My nervous system is getting better as well but my body still gripes if I overdo. I’m absolutely amazed at how consistent my broken brain is…..it is very honest with it’s limitations which require respect.

Sadly, my ears continue to be an issue due to 5 weeks of 100-200 decibels of nerve-raking noise. I’m wearing earplugs at all times which is helping but my Dr. says my brain is unable to turn down the volume. It may require more healing time for this issue to settle itself.

God continues to be faithful. In all of the weakness, pain, fatigue, and uncertainty He continues to heal the broken places in me only He truly understands. He has drawn near unto me and comforts me with His Spirit at every instance and every moment of need. He always sends angels in the forms of friends at just that perfect moment to pray for and with me.

My walk through recovery seems long at times and I struggle to be patient. Not only do I struggle but my husband, kids, and even my dog are weary of it all. I honestly feel bad for them. My husband has taken on extra tasks that I can no longer do and he’s just worn out. I thank the Lord that he is strong and for God’s strength in him every day but the poor guy needs a break.

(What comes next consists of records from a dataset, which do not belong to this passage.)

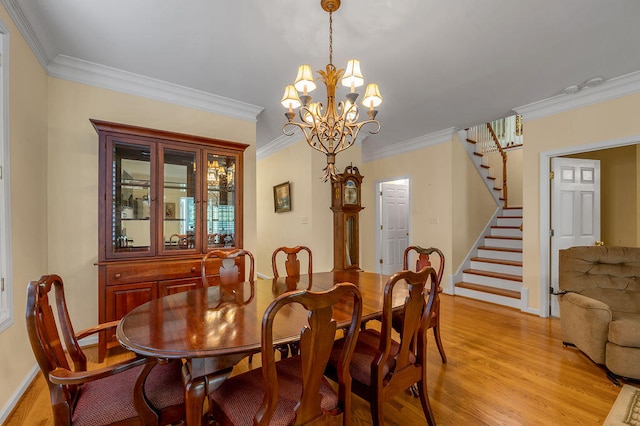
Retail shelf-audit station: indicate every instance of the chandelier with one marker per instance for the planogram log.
(330, 128)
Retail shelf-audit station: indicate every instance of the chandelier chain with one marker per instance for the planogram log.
(331, 37)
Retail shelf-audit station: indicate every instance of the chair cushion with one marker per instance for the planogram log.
(624, 329)
(366, 349)
(109, 400)
(240, 396)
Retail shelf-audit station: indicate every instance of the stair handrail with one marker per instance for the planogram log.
(503, 154)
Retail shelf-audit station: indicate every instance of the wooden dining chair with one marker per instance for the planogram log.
(227, 272)
(117, 393)
(292, 263)
(424, 258)
(381, 366)
(292, 268)
(294, 390)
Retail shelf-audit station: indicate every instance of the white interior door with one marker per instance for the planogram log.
(394, 224)
(575, 210)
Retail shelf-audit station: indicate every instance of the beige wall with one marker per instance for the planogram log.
(310, 197)
(618, 194)
(28, 146)
(514, 177)
(441, 178)
(73, 175)
(593, 124)
(54, 176)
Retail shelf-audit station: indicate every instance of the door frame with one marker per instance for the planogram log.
(545, 207)
(377, 187)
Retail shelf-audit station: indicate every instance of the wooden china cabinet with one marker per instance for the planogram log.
(346, 207)
(165, 199)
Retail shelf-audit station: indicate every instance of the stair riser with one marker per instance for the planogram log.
(516, 221)
(506, 232)
(496, 267)
(491, 281)
(487, 297)
(497, 242)
(500, 255)
(511, 212)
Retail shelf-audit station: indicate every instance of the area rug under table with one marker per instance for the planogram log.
(626, 409)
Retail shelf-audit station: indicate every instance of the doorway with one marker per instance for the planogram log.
(393, 220)
(575, 210)
(545, 208)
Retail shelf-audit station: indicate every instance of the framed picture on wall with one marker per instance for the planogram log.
(282, 197)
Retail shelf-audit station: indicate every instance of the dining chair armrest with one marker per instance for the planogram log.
(96, 329)
(63, 376)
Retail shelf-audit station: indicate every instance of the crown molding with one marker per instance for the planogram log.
(611, 89)
(279, 143)
(23, 14)
(434, 138)
(32, 28)
(93, 74)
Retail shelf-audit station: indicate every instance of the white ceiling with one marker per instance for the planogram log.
(439, 64)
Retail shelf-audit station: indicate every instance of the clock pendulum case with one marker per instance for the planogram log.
(346, 206)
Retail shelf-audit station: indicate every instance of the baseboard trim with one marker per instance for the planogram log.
(17, 395)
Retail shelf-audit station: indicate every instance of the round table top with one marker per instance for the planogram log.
(227, 320)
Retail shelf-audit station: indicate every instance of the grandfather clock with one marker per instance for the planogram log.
(345, 204)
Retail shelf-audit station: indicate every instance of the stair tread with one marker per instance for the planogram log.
(510, 250)
(496, 261)
(503, 238)
(492, 290)
(499, 275)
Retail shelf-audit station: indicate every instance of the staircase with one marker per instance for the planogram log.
(495, 271)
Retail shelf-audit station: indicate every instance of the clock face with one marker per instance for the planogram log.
(350, 192)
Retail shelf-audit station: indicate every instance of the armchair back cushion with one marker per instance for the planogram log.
(608, 274)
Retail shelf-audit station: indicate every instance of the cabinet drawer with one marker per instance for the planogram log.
(151, 271)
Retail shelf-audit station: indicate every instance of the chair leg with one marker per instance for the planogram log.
(436, 334)
(294, 348)
(424, 400)
(284, 351)
(376, 405)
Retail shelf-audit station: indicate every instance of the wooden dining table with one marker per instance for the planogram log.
(213, 328)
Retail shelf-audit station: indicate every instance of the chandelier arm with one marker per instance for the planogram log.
(310, 133)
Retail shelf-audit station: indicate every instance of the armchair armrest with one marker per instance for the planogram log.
(96, 329)
(584, 302)
(62, 376)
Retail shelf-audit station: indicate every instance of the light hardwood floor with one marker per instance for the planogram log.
(504, 368)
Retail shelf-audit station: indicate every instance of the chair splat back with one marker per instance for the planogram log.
(416, 312)
(228, 271)
(292, 264)
(43, 333)
(294, 390)
(424, 259)
(127, 392)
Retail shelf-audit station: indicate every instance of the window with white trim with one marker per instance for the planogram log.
(6, 287)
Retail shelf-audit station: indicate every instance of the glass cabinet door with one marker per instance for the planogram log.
(221, 201)
(179, 188)
(130, 202)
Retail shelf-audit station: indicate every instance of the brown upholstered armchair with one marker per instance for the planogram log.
(600, 305)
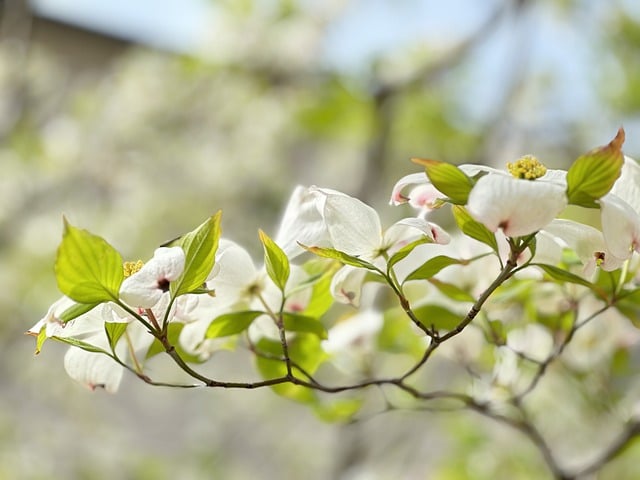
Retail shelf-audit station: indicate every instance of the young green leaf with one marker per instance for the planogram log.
(593, 174)
(231, 323)
(474, 229)
(564, 276)
(405, 251)
(88, 269)
(74, 342)
(199, 247)
(452, 291)
(341, 257)
(295, 322)
(114, 331)
(435, 316)
(74, 311)
(447, 178)
(275, 261)
(432, 267)
(173, 336)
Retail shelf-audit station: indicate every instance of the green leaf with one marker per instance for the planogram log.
(474, 229)
(398, 335)
(74, 311)
(593, 174)
(432, 266)
(231, 323)
(321, 298)
(114, 331)
(199, 247)
(447, 178)
(452, 291)
(564, 276)
(41, 338)
(338, 410)
(275, 261)
(295, 322)
(435, 316)
(341, 257)
(304, 350)
(405, 251)
(88, 269)
(173, 336)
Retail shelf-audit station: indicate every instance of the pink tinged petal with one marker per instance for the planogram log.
(620, 226)
(93, 369)
(353, 226)
(302, 222)
(145, 288)
(410, 229)
(587, 242)
(424, 197)
(346, 285)
(236, 274)
(518, 207)
(397, 198)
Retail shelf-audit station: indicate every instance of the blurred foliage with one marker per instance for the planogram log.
(145, 145)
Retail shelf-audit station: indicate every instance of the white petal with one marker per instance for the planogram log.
(519, 207)
(586, 241)
(302, 223)
(353, 226)
(93, 369)
(346, 285)
(627, 187)
(620, 226)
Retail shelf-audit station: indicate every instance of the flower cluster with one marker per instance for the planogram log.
(338, 288)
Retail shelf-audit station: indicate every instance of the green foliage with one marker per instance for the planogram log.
(397, 334)
(437, 317)
(304, 350)
(474, 229)
(402, 253)
(592, 175)
(114, 331)
(341, 257)
(448, 179)
(231, 323)
(173, 335)
(432, 266)
(200, 248)
(74, 311)
(88, 269)
(275, 261)
(296, 322)
(452, 291)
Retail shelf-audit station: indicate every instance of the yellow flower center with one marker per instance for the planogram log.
(131, 267)
(527, 168)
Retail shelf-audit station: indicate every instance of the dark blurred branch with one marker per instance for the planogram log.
(385, 96)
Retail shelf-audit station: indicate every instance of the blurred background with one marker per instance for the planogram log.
(138, 119)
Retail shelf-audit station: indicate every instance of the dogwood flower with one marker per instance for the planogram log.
(520, 202)
(620, 212)
(146, 286)
(90, 368)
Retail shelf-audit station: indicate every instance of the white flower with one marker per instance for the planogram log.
(519, 203)
(587, 242)
(620, 212)
(144, 288)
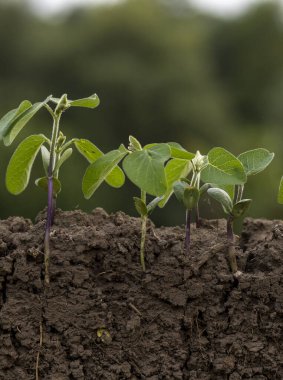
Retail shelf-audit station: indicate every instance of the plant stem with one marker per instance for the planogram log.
(50, 197)
(188, 231)
(143, 233)
(231, 246)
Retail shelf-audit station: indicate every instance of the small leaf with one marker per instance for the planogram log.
(280, 192)
(223, 198)
(19, 167)
(145, 168)
(140, 206)
(256, 160)
(90, 102)
(43, 184)
(241, 207)
(177, 151)
(190, 197)
(10, 130)
(45, 155)
(97, 172)
(223, 168)
(174, 170)
(65, 155)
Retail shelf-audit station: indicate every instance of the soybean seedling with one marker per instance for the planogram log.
(253, 161)
(55, 151)
(218, 166)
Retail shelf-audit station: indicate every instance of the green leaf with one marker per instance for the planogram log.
(223, 168)
(280, 192)
(19, 167)
(97, 172)
(174, 170)
(223, 198)
(140, 206)
(43, 184)
(190, 197)
(179, 188)
(10, 130)
(134, 143)
(90, 102)
(65, 155)
(91, 152)
(45, 155)
(145, 168)
(256, 160)
(241, 207)
(177, 151)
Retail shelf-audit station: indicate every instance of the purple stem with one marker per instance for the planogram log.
(188, 231)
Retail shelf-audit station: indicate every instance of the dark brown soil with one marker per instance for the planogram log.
(186, 318)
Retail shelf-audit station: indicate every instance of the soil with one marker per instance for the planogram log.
(186, 318)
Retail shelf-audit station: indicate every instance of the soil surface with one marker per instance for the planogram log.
(186, 318)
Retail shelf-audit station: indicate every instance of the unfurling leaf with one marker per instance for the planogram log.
(140, 206)
(223, 198)
(241, 207)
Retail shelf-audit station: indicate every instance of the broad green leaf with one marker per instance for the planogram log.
(145, 169)
(91, 152)
(97, 172)
(45, 155)
(140, 206)
(280, 192)
(90, 102)
(223, 168)
(43, 184)
(65, 155)
(10, 130)
(190, 197)
(256, 160)
(223, 198)
(179, 188)
(241, 207)
(177, 151)
(19, 167)
(174, 170)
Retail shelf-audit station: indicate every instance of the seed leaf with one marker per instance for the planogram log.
(140, 206)
(90, 102)
(43, 184)
(256, 160)
(174, 170)
(223, 168)
(19, 167)
(222, 197)
(22, 116)
(280, 192)
(190, 197)
(241, 207)
(145, 168)
(97, 172)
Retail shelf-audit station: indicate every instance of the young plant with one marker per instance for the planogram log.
(55, 151)
(253, 161)
(219, 166)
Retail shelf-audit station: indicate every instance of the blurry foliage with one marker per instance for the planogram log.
(163, 72)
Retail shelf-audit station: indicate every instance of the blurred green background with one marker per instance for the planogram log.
(164, 72)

I’m going to leave you with a quote by Lee Woodruff wife of TV anchor Bob Woodruff from ABC news who suffered a horrible TBI while reporting in Afganistan in 2006. Here’s what she says about patience and TBI recovery:

Having a TBI, or being connected to someone who has suffered one, is an exercise in extreme patience. The slow process of recovery makes “watching paint dry” feel like the speed of light. Yes, it’s that slow.